Kapil Vikas, Khambata Rayomand S, Robertson Amy, Caulfield Mark J, Ahluwalia Amrita
From the William Harvey Research Institute, Barts BP Centre of Excellence, NIHR Cardiovascular Biomedical Research Unit at Barts, Barts and the London School of Medicine and Dentistry, Queen Mary University of London, London, United Kingdom.
Hypertension. 2015 Feb;65(2):320-7. doi: 10.1161/HYPERTENSIONAHA.114.04675. Epub 2014 Nov 24.

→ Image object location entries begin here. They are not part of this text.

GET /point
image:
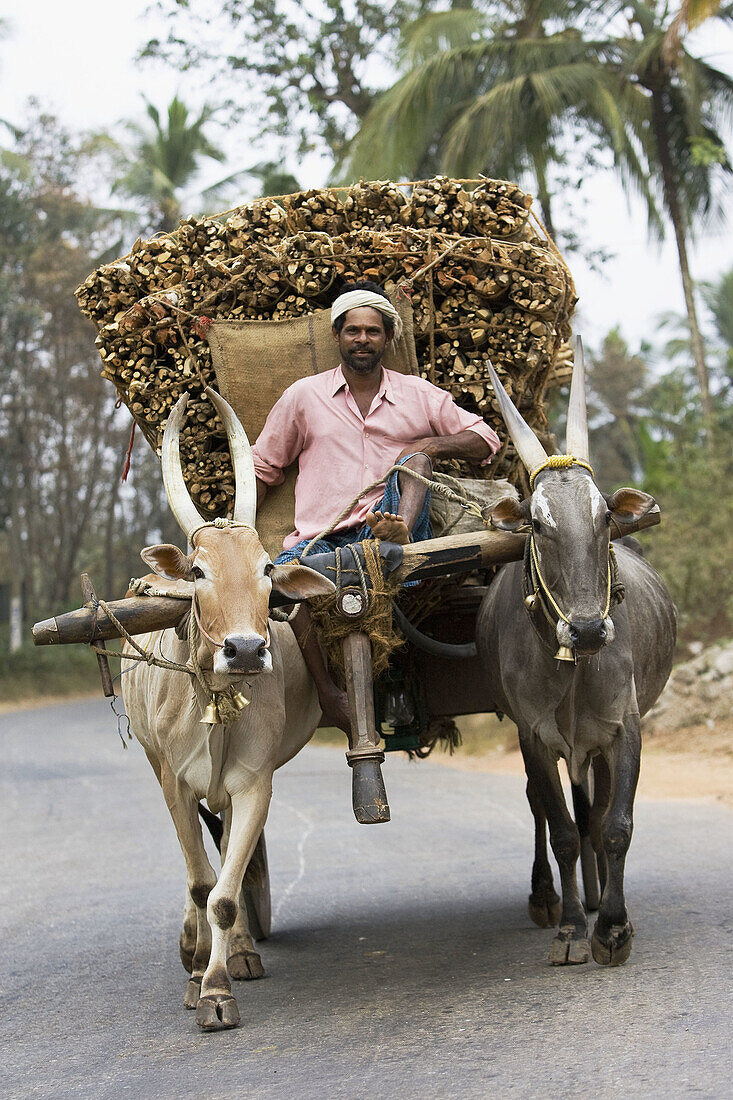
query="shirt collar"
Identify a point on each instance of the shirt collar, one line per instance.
(384, 391)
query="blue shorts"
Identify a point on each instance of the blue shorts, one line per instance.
(390, 502)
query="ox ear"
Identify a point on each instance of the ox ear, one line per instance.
(167, 561)
(510, 515)
(630, 504)
(299, 582)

Single dose administration of dietary inorganic nitrate acutely reduces blood pressure (BP) in normotensive healthy volunteers, via bioconversion to the vasodilator nitric oxide. We assessed whether dietary nitrate might provide sustained BP lowering in patients with hypertension. We randomly assigned 68 patients with hypertension in a double-blind, placebo-controlled clinical trial to receive daily dietary supplementation for 4 weeks with either dietary nitrate (250 mL daily, as beetroot juice) or a placebo (250 mL daily, as nitrate-free beetroot juice) after a 2-week run-in period and followed by a 2-week washout. We performed stratified randomization of drug-naive (n=34) and treated (n=34) patients with hypertension aged 18 to 85 years. The primary end point was change in clinic, ambulatory, and home BP compared with placebo. Daily supplementation with dietary nitrate was associated with reduction in BP measured by 3 different methods. Mean (95% confidence interval) reduction in clinic BP was 7.7/2.4 mm Hg (3.6-11.8/0.0-4.9, P<0.001 and P=0.050). Twenty-four-hour ambulatory BP was reduced by 7.7/5.2 mm Hg (4.1-11.2/2.7-7.7, P<0.001 for both). Home BP was reduced by 8.1/3.8 mm Hg (3.8-12.4/0.7-6.9, P<0.001 and P<0.01) with no evidence of tachyphylaxis over the 4-week intervention period. Endothelial function improved by ≈20% (P<0.001), and arterial stiffness was reduced by 0.59 m/s (0.24-0.93; P<0.01) after dietary nitrate consumption with no change after placebo. The intervention was well tolerated. This is the first evidence of durable BP reduction with dietary nitrate supplementation in a relevant patient group. These findings suggest a role for dietary nitrate as an affordable, readily-available, adjunctive treatment in the management of patients with hypertension (funded by The British Heart Foundation).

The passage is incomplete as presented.